At the time of its filming it was the most expensive Polish film ever made.

Plot
The story is set in Ukrainian lands of the Crown of the Kingdom of Poland during the Khmelnytsky Uprising of the mid-17th century. A Polish noble, Skrzetuski, and a Cossack otaman Bohun, both fall in love with the same woman, Helena. Their rivalry unfolds against the backdrop of a Cossack uprising led by Bohdan Khmelnytsky, aimed at reclaiming control of the land from the hands of the Polish nobles. Historic events form a framework for an action and character driven plot, and fictional characters mingle with historic ones. The movie, as the book, culminates with the savage siege of Zbarazh.

Cast
 Izabella Scorupco as Helena Kurcewiczówna
 Michał Żebrowski as Jan Skrzetuski
 Aleksandr Domogarov as Jurko Bohun
 Krzysztof Kowalewski as Jan Onufry Zagłoba
 Bohdan Stupka as Bohdan Khmelnytsky
 Andrzej Seweryn as Jeremi Wiśniowiecki
 Zbigniew Zamachowski as Michał Wołodyjowski
 Wiktor Zborowski as Longinus Podbipięta
 Daniel Olbrychski as Toğay bey (Tuhaj Bej)
 Marek Kondrat as John II Casimir
 Wojciech Malajkat as Rzędzian
 Ewa Wiśniewska as Kurcewiczowa
 Ruslana Pysanka as Horpyna
 Gustaw Holoubek as Adam Kisiel
 Andrzej Kopiczyński as Zaćwilichowski
 Maciej Kozłowski as Maxym Kryvonis
 Adam Ferency as İslâm III Giray
 Gustaw Lutkiewicz as Yakiv Barabash
 Dmytro Myrhorodsky as Koshovy otaman
 Jerzy Bończak as Daniel Czapliński
 Krzysztof Gosztyla as Jerzy Ossoliński
 Szymon Kobylinski as Mikołaj Ostroróg
 Andrzej Szczytko as Otaman

Critical reception
The movie has been criticized for introducing some factual inaccuracies not found in the source material.

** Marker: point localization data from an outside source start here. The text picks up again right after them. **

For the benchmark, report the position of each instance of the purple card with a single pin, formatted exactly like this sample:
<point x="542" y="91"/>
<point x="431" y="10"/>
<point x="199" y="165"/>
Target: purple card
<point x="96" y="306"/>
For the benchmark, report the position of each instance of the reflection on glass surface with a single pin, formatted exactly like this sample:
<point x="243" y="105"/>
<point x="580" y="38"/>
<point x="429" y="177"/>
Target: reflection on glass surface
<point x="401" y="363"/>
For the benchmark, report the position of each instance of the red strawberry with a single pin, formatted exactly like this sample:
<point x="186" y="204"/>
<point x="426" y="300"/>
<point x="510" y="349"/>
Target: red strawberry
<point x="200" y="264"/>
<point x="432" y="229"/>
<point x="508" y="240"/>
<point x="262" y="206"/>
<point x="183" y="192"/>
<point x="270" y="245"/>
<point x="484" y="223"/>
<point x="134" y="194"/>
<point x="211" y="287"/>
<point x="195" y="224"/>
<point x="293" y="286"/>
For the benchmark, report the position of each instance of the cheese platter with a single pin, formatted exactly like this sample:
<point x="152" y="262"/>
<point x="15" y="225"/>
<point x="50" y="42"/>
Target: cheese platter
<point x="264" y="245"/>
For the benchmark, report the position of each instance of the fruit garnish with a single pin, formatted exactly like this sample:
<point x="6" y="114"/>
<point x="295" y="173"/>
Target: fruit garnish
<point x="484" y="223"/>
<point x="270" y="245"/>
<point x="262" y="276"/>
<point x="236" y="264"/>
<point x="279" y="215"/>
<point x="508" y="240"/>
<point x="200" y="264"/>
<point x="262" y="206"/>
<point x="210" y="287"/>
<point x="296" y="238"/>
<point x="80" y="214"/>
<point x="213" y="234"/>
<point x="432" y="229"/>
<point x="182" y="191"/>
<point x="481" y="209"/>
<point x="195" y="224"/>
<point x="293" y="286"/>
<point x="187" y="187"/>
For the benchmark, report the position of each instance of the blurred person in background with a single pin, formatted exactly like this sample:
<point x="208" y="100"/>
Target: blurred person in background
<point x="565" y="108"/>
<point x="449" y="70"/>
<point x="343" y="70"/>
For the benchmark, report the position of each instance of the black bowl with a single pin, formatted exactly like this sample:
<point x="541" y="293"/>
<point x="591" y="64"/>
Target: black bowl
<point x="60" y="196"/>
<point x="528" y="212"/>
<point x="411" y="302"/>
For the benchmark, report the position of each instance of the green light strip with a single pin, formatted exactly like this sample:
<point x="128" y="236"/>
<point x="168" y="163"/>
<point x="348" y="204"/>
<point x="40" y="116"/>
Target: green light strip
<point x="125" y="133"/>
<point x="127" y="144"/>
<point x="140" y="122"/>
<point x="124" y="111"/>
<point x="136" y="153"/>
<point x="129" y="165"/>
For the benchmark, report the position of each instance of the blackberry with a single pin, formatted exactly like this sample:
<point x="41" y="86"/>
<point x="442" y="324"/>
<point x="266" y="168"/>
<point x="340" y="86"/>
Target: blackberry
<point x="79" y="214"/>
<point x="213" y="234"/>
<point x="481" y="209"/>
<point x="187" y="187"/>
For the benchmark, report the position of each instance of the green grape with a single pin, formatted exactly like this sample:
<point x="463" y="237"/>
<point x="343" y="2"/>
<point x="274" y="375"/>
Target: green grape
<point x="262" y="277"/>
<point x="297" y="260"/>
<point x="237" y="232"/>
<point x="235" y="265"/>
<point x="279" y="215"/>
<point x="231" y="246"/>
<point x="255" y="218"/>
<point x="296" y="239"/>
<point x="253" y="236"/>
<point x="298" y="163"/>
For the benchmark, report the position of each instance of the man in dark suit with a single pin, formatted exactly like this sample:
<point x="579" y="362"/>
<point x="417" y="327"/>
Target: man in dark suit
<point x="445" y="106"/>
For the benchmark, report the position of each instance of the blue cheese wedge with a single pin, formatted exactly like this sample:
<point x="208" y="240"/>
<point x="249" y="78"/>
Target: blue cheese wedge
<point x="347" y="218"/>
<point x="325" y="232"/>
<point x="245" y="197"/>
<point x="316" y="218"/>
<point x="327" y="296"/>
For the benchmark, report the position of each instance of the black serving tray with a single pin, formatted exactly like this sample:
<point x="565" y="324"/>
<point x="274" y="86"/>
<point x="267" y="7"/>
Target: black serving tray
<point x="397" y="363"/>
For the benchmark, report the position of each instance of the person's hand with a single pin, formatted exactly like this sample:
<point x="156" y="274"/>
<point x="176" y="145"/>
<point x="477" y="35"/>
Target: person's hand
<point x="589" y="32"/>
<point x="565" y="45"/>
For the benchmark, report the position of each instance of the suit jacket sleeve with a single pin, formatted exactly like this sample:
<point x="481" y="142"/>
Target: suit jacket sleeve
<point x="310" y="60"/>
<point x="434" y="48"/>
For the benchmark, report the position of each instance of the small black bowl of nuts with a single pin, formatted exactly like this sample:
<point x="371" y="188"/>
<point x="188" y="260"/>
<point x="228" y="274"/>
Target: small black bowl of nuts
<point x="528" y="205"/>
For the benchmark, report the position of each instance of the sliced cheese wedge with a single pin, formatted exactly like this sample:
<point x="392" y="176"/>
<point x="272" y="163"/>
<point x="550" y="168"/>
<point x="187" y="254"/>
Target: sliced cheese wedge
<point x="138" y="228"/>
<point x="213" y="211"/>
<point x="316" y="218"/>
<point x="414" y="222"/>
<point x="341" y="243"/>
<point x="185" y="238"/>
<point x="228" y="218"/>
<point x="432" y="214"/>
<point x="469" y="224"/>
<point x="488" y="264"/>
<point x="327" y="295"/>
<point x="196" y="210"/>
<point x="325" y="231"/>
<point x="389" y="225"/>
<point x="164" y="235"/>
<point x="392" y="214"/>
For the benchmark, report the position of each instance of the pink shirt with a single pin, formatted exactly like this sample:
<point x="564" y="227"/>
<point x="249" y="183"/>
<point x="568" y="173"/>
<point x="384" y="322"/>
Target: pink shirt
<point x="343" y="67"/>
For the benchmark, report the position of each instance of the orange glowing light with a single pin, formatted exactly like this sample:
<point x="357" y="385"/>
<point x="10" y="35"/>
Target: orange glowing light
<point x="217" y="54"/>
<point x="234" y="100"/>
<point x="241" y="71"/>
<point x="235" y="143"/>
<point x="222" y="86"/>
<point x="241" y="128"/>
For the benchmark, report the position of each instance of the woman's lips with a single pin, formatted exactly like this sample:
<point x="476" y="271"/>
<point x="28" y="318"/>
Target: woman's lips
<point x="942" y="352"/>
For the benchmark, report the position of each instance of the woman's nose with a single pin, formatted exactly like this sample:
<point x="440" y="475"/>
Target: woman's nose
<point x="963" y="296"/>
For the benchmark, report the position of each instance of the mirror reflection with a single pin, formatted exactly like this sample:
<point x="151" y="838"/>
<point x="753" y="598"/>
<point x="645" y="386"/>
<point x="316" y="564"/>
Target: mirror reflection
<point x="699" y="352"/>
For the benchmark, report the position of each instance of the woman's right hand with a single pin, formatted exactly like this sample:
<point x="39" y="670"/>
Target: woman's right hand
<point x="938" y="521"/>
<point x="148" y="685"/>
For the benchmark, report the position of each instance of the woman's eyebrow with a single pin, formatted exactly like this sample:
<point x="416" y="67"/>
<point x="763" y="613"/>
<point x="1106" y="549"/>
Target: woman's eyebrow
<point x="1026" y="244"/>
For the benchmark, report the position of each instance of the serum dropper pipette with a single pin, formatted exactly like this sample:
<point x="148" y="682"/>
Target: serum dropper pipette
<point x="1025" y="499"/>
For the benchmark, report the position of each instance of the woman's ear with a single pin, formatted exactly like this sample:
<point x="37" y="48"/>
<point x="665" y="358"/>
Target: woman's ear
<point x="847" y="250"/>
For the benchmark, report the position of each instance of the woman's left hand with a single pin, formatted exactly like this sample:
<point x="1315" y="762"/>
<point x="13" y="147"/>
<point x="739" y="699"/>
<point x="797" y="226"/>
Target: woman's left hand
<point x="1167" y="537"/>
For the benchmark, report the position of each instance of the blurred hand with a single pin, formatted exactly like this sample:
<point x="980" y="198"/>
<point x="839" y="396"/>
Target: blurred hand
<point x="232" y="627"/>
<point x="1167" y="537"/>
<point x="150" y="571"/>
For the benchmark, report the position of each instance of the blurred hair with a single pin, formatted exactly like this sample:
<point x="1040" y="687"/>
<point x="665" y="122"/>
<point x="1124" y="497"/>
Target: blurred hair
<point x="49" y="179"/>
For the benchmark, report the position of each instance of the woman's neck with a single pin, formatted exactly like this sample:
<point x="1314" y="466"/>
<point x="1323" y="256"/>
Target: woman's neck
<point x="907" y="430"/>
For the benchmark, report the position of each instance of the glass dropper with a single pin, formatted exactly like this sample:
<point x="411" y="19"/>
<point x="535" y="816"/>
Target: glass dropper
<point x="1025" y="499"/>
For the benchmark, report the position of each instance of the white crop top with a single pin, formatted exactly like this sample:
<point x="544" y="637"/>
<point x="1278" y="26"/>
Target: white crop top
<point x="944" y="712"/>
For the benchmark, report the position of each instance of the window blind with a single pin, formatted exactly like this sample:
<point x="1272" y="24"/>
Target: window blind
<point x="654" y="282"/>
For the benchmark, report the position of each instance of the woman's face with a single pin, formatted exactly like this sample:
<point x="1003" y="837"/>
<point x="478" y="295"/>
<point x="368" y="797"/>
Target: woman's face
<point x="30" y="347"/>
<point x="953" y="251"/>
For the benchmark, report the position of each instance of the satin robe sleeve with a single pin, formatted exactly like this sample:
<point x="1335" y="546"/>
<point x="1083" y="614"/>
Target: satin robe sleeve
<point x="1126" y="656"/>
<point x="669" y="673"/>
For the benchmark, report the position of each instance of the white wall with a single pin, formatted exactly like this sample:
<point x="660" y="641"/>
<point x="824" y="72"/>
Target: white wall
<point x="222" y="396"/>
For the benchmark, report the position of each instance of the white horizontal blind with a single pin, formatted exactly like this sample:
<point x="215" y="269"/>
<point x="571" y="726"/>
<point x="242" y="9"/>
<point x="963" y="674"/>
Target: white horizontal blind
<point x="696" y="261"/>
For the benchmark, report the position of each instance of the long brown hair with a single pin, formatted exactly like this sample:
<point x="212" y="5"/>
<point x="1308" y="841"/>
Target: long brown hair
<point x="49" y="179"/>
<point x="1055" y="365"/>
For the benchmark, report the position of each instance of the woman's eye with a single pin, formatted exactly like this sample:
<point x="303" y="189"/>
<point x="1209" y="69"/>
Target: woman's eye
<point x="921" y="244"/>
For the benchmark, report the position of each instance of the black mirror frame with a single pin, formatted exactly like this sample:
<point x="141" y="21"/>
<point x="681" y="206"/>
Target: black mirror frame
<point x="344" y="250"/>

One of the least accurate sections of the film is Hoffman's presentation of the first battle between the Poles and the Cossacks, the Battle of Zhovti Vody. The movie suggests that the Poles were quickly routed by Cossacks and the Polish elite cavalry (husaria) showed needless bravado in the face of unfavorable weather conditions. In reality, the Poles not only were greatly outnumbered, especially after they had been deserted by all of the Cossacks, who had switched sides and joined Bohdan Khmelnytsky, but also had a young commander, Stefan Potocki, who was only 24 years old. Even so, the battle was eventually lost by the Poles but lasted for nearly three weeks.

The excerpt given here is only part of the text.